Let $(M,g)$ be a Riemannian manifold and let us denote the Hessian of a function $u$ by $\mathrm{Hess}(u)$. Denote the gradient of a function $f$ by $\nabla f$. I want to prove that the formula
$2\mathrm{Hess}(u)(\nabla f, \nabla h)= g(\nabla f, \nabla g(\nabla u, \nabla h)) + g(\nabla h, \nabla g(\nabla u, \nabla f)) - g(\nabla u, \nabla g(\nabla f, \nabla h)) $
is valid for all functions $f$ and $h$ on $M$.
I am completely stuck. I have tried to compute the gradient of $g(\nabla f, \nabla h)$ for example trying to use the definition of the gradient but nothing seems to work. I would preffer not to put this in coordinates since it seems that it will be a pain, but if it is the only way then, well...
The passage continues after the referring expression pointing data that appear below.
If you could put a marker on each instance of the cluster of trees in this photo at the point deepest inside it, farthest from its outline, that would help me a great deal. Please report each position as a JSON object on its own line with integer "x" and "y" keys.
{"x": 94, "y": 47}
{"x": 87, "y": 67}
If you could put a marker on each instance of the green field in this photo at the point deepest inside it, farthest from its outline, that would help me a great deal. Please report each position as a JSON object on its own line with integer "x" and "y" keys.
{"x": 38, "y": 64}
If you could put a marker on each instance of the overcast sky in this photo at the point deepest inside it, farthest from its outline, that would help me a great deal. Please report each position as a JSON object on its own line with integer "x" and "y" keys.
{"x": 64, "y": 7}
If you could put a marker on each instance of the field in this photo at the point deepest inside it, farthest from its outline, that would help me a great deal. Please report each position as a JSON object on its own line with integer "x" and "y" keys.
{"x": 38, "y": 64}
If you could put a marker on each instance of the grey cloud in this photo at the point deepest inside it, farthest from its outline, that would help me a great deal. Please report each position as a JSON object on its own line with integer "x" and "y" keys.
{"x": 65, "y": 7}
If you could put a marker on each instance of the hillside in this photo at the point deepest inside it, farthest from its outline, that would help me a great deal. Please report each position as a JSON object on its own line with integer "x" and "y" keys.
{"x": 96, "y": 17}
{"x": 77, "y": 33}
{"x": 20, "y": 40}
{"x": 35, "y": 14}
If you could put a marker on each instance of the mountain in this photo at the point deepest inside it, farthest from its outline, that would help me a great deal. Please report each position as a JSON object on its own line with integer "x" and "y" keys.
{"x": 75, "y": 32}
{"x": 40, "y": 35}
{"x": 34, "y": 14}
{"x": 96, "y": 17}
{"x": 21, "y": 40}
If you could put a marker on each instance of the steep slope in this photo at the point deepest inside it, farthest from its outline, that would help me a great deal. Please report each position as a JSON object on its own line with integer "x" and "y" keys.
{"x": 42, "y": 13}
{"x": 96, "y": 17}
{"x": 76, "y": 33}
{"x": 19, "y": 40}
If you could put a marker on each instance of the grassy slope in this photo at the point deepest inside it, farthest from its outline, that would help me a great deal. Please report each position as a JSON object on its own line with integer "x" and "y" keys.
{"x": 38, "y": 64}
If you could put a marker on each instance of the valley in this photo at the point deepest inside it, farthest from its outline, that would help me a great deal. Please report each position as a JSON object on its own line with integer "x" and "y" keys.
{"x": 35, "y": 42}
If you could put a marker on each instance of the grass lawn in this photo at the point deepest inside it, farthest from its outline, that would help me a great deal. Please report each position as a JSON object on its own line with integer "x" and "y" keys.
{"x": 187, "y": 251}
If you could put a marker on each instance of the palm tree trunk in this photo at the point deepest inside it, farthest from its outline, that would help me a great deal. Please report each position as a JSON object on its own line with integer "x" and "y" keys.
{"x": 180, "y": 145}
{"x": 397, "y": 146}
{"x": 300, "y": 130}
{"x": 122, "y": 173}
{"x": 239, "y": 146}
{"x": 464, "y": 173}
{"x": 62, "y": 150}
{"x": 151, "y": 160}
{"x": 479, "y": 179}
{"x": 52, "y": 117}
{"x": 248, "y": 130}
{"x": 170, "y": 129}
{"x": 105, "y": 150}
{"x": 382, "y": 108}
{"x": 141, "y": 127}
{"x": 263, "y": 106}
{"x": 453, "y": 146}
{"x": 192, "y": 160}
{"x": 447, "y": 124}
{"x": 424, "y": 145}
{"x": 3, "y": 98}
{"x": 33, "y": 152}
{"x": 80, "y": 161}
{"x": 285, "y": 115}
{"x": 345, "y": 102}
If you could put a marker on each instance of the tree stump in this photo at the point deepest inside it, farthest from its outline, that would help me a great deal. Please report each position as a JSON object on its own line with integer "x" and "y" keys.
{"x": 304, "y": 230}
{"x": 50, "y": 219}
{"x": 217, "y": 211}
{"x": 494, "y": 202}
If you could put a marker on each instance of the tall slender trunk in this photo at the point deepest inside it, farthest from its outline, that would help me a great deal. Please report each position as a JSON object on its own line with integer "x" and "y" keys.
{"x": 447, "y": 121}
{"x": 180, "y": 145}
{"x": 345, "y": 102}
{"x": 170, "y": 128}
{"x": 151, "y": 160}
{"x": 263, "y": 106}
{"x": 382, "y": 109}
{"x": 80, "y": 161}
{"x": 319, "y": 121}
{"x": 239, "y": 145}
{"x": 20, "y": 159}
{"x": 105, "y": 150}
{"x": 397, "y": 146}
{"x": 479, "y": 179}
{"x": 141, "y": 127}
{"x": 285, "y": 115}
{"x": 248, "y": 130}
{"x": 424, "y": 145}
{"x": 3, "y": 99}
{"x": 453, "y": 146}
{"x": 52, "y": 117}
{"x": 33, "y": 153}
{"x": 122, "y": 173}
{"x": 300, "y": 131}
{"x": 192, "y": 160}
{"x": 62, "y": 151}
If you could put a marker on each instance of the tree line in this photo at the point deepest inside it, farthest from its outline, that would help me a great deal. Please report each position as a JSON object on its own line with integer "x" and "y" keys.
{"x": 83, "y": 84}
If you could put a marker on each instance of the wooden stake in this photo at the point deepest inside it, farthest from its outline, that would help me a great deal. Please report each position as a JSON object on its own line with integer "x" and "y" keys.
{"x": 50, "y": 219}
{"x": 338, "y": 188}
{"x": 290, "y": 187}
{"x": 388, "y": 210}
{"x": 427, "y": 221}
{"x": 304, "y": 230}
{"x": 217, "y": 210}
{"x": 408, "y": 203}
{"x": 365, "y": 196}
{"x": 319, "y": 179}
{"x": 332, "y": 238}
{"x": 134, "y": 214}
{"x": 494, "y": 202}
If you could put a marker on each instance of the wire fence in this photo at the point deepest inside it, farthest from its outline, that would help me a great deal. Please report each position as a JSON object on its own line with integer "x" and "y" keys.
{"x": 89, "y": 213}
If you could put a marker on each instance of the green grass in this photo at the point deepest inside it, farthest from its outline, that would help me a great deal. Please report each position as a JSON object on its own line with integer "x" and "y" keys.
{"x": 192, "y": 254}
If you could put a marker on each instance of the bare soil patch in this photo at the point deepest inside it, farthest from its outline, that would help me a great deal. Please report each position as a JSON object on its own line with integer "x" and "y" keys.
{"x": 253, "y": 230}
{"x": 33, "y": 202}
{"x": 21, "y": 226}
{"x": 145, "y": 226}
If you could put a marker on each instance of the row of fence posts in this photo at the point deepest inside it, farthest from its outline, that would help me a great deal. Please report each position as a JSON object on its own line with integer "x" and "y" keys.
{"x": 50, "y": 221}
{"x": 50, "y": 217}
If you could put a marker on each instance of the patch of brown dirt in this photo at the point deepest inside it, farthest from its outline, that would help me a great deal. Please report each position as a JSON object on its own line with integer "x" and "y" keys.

Honestly, I think index notation is less of a pain here: when we apply the product rule/metric compatiblity, it makes it easy to keep track of which slot of the Hessian we're applying the metric to. Since $f,u,h$ are all scalars, we can write all derivatives as postfix indices without getting confused, and raise and lower indices with the metric as usual. In this notation the RHS is
$$ f_i \nabla^i (u^j h_j) + h_i \nabla^i (u^j f_j) - u^j \nabla_j (f_i h^i).$$
Expanding the derivatives with the product rule gives
$$ f_i u^{ji} h_j + f^i u^j h_{ij} + h_i u_j f^{ij} + h_i f_j u^{ij} - u^j h^i f_{ij} - u_j f_i h^{ij}.$$
Cancelling the 3rd and 5th terms and likewise the 2nd and last we are left with
$$ 2 f_i h_j u^{ij} = 2 {\rm Hess}(u)(\nabla f, \nabla h)$$ as desired.
Note that we treated $f_i, u_i, h_i$ as vectors throughout - this reflects the fact that this a special case of the identity
$$ 2 (\nabla \theta) (X,Y) = g(X, \nabla (\theta(Y))) + g(Y, \nabla (\theta (X)) - \theta (\nabla (g(X,Y)))$$
with $ \theta = du, X = \nabla f, Y = \nabla g$.